The Pikatti 'Ridgeline' folding knife features a frame in heat-colored 'Wave Mokume' inlaid with 10,000 year-old Woolly Mammoth tooth. The blade is hand-forged 'Hornets Nest' damascus by Mike Norris. The button lock and thumb stud are set with citrine gemstones. The perfect companion for every occasion, the Pikatti is the smallest of William Henry's folding knives, and the 'Ridgeline' also features some of the most beautiful and exotic materials of our collection.
Blade 2.00" (50.8mm)
Handle 2.63" (66.8mm)
Overall open 4.63" (117.6mm)
Damascus steel was a term used by several Western cultures from the Medieval period onward to describe a type of steel created in India and used in sword making from about 300 BC to 1700 AD. These swords were characterized by distinctive patterns of banding and mottling reminiscent of flowing water. Such blades were reputed to be not only tough and resistant to shattering, but capable of being honed to a sharp and resilient edge. William Henry's damascus is made from several types of steel welded together to form a billet.
The patterns vary depending on how the damascus artist works the billet. The billet is drawn out and folded until the desired number of layers are formed. William Henry damascus billets are forged with a minimum of 300 layers. William Henry works with a handful of the very best damascus artists/forgers in the U.S.
From a Woolly Mammoth that walked the Earth at least 10,000 years ago.
Modern humans coexisted with woolly mammoths during the Upper Paleolithic period when they entered Europe from Africa between 30,000 and 40,000 years ago. Prior to this, Neanderthals had coexisted with mammoths during the Middle Paleolithic and up to that time. Woolly mammoths were very important to Ice Age humans, and their survival may have depended on these animals in some areas.

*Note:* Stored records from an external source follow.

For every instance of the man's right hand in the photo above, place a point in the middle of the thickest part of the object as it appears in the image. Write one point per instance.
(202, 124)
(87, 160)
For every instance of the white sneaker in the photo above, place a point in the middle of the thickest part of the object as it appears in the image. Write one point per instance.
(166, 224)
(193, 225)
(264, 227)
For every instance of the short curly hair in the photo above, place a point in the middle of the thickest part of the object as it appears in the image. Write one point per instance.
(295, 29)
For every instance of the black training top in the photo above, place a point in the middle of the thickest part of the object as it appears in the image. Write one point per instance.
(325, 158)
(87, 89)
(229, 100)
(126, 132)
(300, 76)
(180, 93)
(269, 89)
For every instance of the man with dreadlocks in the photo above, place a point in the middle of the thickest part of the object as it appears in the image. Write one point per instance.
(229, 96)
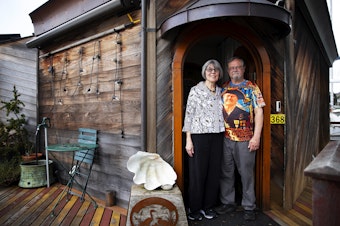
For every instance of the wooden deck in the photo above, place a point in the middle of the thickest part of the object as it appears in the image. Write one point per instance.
(19, 206)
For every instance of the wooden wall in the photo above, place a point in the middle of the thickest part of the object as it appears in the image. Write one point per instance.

The woolly mammoth is the next most depicted animal in Ice Age art after horses and bisons, and these images were produced up to 11,500 years ago. Today, more than five hundred depictions of woolly mammoths are known, in media ranging from carvings and cave paintings located in 46 caves in Russia, France and Spain, to sculptures and engravings made from different materials.
William Henry's fossil Mammoth tooth is harvested in Alaska and Siberia. It is a rare and mesmerizing material, a living testimony of the dawn of Mankind.
Wave Mokume is another William Henry exclusive material (patent pending) that fuses traditional metal forging with modern fabricating technology. This alloy features copper, stainless steel, and pure iron in a 55 layer billet patterned with our undulating Wave. When highly polished and heat colored, the iron layers take on deep browns, purples, or blues according to temperature and quenching technique.
Citrine is a variety of quartz whose color ranges from a pale yellow to brown due to ferric impurities.
The name is derived from Latin citrina which means "yellow" and is also the origin of the word "citron." Sometimes citrine and amethyst can be found together in the same crystal, which is then referred to as ametrine.